Hacker News new | ask | show | jobs
by iforgotpassword 1252 days ago
I guess it's because in web context, it's easier to do web calls async than sync. While it's perfectly possible to do async web calls in something like C++, or at least move stuff to a different thread, people just somehow don't. Maybe out of lazyness since the first Google result was sync, or because lifecycle management is harder if raw pointers are involved, or whatever else.
3 comments

I'm guilty of this. Back when I was writing Java apps using Swing, I'd perform heavy blocking IO operations in button event handlers synchronously. Looking back, I realise how much haram I was committing.

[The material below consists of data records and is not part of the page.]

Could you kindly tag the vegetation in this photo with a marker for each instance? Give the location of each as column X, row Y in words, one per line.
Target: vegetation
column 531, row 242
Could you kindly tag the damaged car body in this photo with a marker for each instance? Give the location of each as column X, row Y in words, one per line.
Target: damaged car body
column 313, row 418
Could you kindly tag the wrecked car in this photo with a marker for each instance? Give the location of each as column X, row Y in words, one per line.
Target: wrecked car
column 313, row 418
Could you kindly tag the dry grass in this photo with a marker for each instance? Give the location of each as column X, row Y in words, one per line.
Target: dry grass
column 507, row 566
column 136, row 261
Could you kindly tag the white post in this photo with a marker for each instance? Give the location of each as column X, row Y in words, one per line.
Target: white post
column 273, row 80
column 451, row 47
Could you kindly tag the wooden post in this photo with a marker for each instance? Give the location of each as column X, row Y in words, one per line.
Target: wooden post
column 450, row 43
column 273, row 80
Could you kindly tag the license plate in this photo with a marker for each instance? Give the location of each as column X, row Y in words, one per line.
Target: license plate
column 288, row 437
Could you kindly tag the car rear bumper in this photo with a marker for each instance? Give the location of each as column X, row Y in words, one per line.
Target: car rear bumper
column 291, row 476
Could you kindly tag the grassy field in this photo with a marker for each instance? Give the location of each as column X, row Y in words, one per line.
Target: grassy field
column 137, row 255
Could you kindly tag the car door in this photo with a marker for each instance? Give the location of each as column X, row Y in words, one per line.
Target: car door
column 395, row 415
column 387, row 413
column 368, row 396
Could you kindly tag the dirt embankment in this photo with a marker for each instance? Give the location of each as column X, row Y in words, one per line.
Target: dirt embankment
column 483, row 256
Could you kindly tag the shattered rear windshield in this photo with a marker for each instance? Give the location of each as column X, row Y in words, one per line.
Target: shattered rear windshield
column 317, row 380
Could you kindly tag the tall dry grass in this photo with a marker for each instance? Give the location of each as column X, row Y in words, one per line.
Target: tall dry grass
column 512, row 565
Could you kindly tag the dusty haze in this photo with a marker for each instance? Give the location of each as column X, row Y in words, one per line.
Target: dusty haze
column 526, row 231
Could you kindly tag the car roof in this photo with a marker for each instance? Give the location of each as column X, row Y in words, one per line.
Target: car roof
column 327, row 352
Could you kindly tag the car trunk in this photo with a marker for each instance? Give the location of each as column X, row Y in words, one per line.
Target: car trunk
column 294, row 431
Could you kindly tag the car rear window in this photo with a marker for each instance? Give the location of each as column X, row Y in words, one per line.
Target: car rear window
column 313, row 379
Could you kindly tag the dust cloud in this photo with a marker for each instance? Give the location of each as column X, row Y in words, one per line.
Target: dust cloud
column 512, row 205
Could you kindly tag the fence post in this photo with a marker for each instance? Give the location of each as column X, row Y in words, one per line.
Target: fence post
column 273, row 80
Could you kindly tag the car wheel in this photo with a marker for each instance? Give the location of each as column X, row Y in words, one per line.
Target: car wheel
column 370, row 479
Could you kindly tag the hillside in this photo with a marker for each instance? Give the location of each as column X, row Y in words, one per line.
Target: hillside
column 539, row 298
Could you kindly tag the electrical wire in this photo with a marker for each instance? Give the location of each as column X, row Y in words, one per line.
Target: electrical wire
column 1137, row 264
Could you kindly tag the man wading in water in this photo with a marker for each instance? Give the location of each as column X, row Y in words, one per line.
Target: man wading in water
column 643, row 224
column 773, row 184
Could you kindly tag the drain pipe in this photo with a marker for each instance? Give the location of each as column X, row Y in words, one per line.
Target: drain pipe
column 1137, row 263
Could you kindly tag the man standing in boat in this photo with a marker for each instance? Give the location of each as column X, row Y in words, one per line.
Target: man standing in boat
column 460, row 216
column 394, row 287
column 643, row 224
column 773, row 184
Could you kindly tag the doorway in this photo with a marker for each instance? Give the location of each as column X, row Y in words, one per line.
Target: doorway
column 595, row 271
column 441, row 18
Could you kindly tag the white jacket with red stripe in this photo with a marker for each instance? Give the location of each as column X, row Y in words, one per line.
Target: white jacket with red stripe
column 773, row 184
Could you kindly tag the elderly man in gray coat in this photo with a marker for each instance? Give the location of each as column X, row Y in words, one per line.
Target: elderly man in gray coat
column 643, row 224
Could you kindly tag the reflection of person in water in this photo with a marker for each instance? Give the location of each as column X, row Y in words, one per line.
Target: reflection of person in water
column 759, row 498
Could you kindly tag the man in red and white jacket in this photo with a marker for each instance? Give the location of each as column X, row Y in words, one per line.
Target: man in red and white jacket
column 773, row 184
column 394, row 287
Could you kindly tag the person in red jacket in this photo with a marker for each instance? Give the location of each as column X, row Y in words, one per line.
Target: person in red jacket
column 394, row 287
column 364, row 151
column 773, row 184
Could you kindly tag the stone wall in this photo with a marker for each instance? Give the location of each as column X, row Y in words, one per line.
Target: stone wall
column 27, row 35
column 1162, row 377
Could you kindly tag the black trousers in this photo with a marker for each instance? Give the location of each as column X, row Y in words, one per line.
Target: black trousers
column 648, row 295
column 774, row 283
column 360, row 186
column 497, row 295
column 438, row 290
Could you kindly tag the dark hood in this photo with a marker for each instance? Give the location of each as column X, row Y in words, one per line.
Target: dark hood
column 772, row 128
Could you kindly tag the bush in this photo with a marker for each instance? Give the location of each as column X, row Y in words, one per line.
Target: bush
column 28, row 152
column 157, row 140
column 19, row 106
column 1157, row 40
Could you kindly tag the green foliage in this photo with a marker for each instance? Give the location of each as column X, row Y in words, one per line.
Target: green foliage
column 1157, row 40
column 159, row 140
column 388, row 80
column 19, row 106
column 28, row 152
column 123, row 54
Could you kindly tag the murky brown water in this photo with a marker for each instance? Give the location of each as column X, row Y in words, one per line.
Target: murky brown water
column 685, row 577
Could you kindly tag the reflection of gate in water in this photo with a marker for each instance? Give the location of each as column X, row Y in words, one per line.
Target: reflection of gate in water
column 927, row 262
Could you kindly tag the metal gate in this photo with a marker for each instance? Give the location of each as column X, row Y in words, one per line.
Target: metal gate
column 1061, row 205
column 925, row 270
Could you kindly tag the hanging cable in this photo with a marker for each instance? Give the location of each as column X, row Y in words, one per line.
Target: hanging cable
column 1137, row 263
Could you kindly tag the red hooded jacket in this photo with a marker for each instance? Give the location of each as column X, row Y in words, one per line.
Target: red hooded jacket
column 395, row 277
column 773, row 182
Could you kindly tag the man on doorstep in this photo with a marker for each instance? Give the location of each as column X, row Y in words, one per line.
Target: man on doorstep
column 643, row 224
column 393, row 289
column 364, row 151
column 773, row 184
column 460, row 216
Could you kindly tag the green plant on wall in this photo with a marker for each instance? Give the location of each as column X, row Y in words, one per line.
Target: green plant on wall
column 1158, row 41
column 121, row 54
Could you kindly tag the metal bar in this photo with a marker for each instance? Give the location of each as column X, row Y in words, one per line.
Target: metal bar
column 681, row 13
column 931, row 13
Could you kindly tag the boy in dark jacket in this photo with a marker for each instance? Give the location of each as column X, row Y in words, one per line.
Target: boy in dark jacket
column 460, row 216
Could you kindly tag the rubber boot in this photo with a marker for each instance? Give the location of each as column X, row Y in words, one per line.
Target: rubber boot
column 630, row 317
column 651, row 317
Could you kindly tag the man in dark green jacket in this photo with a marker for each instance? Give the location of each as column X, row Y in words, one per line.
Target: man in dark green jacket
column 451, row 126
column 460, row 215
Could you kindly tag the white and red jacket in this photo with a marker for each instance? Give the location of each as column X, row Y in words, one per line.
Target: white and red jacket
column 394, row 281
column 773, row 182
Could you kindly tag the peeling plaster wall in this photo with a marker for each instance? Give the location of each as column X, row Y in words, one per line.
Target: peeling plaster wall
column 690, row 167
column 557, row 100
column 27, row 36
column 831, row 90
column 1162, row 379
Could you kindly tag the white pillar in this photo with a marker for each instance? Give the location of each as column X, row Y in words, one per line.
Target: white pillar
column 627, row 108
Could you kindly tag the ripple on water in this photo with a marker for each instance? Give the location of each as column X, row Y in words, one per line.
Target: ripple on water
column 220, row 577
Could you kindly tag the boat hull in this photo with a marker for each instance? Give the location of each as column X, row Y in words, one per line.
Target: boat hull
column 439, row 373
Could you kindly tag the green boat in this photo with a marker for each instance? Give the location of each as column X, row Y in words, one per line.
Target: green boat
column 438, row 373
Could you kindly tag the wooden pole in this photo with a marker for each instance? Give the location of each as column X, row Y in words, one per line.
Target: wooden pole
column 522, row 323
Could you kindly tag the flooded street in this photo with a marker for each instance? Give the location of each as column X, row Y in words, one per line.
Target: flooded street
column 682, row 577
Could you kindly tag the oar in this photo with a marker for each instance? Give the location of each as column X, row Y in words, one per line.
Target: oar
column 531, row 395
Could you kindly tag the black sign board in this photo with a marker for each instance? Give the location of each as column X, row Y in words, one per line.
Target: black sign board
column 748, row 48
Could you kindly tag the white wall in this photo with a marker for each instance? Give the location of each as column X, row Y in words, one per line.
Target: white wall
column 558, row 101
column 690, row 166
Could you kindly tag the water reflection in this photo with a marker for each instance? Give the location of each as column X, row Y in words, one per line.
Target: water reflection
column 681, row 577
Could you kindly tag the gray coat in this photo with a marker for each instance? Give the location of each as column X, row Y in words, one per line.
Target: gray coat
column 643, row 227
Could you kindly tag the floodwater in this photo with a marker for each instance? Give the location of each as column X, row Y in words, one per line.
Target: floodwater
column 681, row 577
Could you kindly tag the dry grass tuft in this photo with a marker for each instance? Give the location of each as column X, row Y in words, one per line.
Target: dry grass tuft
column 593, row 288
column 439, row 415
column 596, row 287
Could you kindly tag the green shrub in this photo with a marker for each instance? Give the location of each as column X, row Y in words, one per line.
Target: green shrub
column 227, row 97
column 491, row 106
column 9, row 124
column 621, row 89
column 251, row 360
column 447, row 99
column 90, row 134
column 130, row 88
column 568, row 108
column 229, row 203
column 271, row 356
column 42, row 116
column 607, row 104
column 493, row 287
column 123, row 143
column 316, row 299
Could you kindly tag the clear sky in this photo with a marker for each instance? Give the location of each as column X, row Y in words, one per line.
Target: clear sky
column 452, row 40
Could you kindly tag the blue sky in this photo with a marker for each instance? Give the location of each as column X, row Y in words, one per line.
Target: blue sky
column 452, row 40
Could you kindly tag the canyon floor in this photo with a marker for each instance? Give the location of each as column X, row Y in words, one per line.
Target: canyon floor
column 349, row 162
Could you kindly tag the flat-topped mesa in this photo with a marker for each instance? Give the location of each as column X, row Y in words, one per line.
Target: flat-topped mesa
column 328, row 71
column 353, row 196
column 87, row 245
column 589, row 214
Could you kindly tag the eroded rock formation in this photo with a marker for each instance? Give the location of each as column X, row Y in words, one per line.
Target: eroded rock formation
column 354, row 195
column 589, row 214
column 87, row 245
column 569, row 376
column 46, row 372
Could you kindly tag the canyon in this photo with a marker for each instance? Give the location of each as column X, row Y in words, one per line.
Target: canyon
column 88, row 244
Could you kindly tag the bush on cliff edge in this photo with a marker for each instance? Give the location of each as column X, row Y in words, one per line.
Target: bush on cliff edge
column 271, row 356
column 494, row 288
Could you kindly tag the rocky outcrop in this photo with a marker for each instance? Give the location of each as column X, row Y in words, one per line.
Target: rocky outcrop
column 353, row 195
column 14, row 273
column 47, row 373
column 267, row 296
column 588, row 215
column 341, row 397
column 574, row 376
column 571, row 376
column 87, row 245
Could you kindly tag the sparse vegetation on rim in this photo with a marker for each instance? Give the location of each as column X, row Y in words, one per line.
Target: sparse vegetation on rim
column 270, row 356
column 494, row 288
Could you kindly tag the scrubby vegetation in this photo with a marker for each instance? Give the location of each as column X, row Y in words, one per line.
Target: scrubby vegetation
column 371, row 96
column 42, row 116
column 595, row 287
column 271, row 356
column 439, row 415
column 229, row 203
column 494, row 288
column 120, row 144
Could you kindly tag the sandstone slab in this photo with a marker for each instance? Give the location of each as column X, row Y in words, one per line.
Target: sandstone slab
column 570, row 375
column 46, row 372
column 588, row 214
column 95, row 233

It's because the default program structure in C and C++ makes functions blocking, with the caller assuming that if the callee returned it completed. Jamming a non-blocking program structure smack in the middle of a blocking system is never pretty, and most people prefer not to deal with the additional complexity. For the same reason, even though Windows has overlapped IO and other asynchronous IO mechanisms, most people prefer to use the synchronous functions.
For disk IO you usually get away with it, especially now with SSDs. For networking you don't even have to use overlapped IO, sockets can be used with window messages, winhttp can be used async, etc. I think "it's more involved" is a really shitty excuse, especially if we're talking about a Microsoft product, not some obscure shareware software a guy is developing in his shed in the middle of nowhere.
I'm not excusing this particular case, I'm just explaining the perspective of most developers regarding synchronous versus asynchronous operations. In this particular case there's no reason to do it synchronously, since multiple processes are involved anyway. The crash handler should definitely not be waiting on a network operation to let the process terminate (that's not even getting into whether crash dumps should be getting uploaded by default to begin with), and the fact that this is a central part of the operating system's UI is even more egregious.
In some cases I wonder if the Office team had internal coding policies against threading because they aren’t sure about thread safety on some legacy structures. I remember reporting the issues Outlook had blocking UI waiting on network calls in the Office 97 beta (oh, was I an optimistic teenager) and multiple decades later that’s still affecting users.